The question of how much the government remains a body comprised of and belonging to the people it governs, or to what extent it exists as an entity now wholly separate, is a pressing matter, but one too big for the purview of this particular blog. That broader question does beg itself in the copyright case that is heading to the Supreme Court, however, in addition to the more immediate concerns that will be addressed in the decision.
The case heading before the court is Georgia v. Public.Research.Org, with the matter to be decided the ability of governments to copyright the text of the law. As Bob Ambrogi of Above the Law notes in his excellent write-up, the case falls into a grey area of copyright law: while governments aren't able to copyright the law in its various forms, the annotations and supplements that might be added to the text by publishers may be subject to copyright.
In this case, Public.Research.Org publisher Carl Malamud purchased a copy of the Official Code of Georgia Annotated (OCGA) from Lexis Nexis, complete with annotations provided by the company, and published the scanned works to his website. Georgia took Malamud to court over the alleged copyright violation and won a decision in district court, before facing a reversal in the Eleventh Circuit. Both Georgia and Public.Research.Org assented to the petition to have the Supreme Court, with the publisher among many legal observers and scholars who hope that the court will render a decision that will at least end confusion on the matter, given the varying decisions across lower courts.
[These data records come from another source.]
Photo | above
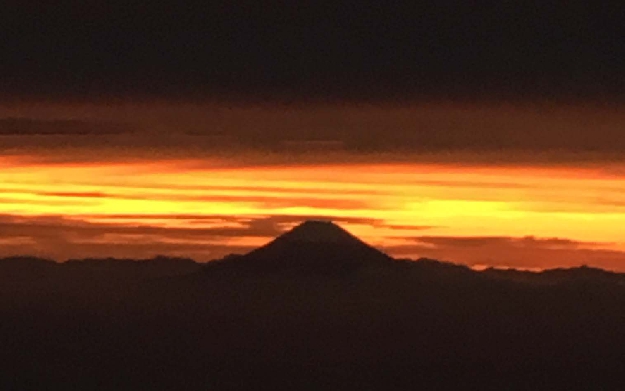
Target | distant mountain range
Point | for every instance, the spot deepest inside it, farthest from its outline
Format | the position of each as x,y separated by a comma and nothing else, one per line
316,308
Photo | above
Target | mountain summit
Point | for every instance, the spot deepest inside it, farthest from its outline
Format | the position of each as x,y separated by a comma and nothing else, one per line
315,246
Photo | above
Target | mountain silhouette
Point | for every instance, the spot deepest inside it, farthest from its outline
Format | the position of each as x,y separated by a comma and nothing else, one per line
315,246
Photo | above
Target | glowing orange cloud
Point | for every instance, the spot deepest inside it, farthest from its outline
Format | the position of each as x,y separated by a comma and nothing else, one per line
583,205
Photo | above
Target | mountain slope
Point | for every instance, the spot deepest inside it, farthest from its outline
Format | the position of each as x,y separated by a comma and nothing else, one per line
317,247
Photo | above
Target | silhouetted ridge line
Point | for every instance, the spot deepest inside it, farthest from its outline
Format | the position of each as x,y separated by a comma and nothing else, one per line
317,247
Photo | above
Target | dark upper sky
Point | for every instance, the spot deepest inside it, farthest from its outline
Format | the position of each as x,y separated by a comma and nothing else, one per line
314,50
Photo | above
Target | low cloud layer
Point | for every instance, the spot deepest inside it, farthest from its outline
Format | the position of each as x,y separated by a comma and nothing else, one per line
515,252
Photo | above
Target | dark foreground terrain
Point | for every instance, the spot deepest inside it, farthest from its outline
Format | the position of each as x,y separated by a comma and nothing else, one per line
319,312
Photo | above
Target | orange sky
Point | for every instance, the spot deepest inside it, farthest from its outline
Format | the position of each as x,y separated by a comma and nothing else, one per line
128,194
505,213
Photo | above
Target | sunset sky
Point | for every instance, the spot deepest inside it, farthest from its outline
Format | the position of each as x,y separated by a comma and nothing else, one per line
439,132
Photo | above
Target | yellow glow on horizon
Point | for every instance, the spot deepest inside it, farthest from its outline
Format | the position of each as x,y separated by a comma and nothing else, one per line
586,205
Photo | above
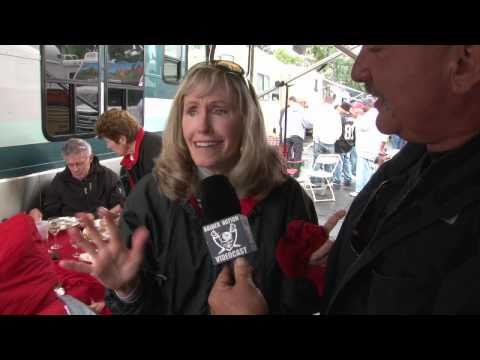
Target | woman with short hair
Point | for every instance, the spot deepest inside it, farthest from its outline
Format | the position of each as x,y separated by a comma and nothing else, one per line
125,136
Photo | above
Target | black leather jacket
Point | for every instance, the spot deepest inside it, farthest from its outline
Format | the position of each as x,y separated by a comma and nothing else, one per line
410,242
178,273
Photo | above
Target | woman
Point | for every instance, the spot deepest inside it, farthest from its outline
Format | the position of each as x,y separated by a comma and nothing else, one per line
215,127
124,135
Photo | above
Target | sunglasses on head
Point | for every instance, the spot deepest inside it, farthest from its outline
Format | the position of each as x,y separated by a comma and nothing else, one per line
228,67
225,65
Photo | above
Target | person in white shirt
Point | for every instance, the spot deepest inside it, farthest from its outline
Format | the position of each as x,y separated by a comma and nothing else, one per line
295,129
327,128
369,144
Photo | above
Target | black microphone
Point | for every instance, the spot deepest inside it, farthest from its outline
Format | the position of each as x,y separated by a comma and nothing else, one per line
226,231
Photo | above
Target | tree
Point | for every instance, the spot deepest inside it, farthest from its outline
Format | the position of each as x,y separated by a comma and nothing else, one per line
283,56
341,67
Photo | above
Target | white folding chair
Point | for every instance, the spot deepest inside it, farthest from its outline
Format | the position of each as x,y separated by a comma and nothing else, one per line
322,178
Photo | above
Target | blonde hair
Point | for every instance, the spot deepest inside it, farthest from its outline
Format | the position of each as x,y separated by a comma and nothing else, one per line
260,166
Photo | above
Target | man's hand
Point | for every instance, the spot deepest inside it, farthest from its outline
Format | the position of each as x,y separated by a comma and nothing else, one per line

How the court rules could have significant impact upon the future of legal scholarship and the practice of law itself. There is a clear necessity for free and easy access to the body of the law itself if the law is to be understood and practiced by both prospective and current attorneys, and shutting those texts entirely behind a wall of copyright protection could hinder the practice and application of law moving forward. And while firms like Lexis Nexis and others provide a much-needed service, and should receive some compensation for the value that they provide, advocates for access to justice would be hard-pressed to find a better metaphor for their struggles than having the high court of the land deciding that the text of the law is only available to those who pay.